Laporan Hasil Pelayanan WCD Masih Rendah, Kepala BKKBN Jabar Ingatkan Penyuluh KB Segera Lapor Melalui SIGA
TAHUEKSPRES, BANDUNG – Perwakilan BKKBN Provinsi Jawa Barat melaksanakan rapat Evaluasi Laporan Sistem Informasi Keluarga (SIGA) Hasil Pelayanan World Contraception Day (WCD) atau Hari Kontrasepsi Sedunia secara daring, Rabu (4/10/2023).
Berdasarkan data sementara, Jawa Barat baru melaporkan pelayanan akseptor sebanyak 18,32% dari target 320.501 akseptor yang mendapatkan Pelayanan KB pada momentum Hari Kontrasepsi Sedunia.

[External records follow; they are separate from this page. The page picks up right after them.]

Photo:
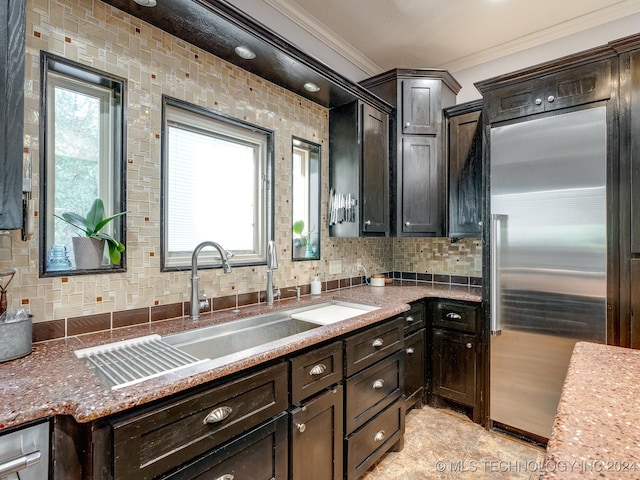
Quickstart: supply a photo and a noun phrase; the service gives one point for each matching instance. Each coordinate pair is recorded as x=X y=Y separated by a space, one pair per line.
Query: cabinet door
x=414 y=368
x=260 y=454
x=421 y=106
x=316 y=438
x=454 y=366
x=465 y=175
x=420 y=206
x=12 y=32
x=375 y=171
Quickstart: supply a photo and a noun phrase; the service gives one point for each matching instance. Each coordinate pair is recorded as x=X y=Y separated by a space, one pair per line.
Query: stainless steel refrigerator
x=548 y=259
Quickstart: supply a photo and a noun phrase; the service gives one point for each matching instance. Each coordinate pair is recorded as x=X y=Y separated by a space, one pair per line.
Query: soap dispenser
x=316 y=286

Kepala Perwakilan BKKBN Jawa Barat, Fazar Supriadi Santosa menghimbau semua Penyuluh Keluarga Berencana (KB) untuk segera melaporkan hasil pelayanan KB di wilayahnya masing-masing melalui SIGA.
Namun Fazar juga mengapresiasi kabupaten/kota yang sudah 100% melaporkan hasil pelayanannya dengan cepat dan tepat. “Saya ucapan terima kasih pada Kuningan dan Purwakarta yang capaiannya sudah lebih dari 100%,” ungkapnya.
Evaluasi kali ini juga didiskusikan berbagai strategi yang bisa diterapkan untuk mengakselerasi capaian tersebut. Diantaranya dengan memanfaatkan potensi tenaga lini lapangan untuk entri data serentak. Saat ini Jawa Barat memiliki Penyuluh KB (PNS & PPPK) sebanyak 1.646 orang. Jika masing-masing PKB bisa mengentri 100 data, maka diharapkan capaian pelaporan Jawa Barat akan bertambah 51, 35%.
Patut diketahui SIGA merupakan aplikasi sistem informasi keluarga dari BKKBN yang telah mengintegrasikan sistem informasi kependudukan dengan Basis Data Keluarga Indonesia. Aplikasi ini akan menjadi data operasional bagi petugas KB dan pihak terkait dalam melakukan intervensi terhadap program BKKBN, khususnya program Bangga Kencana.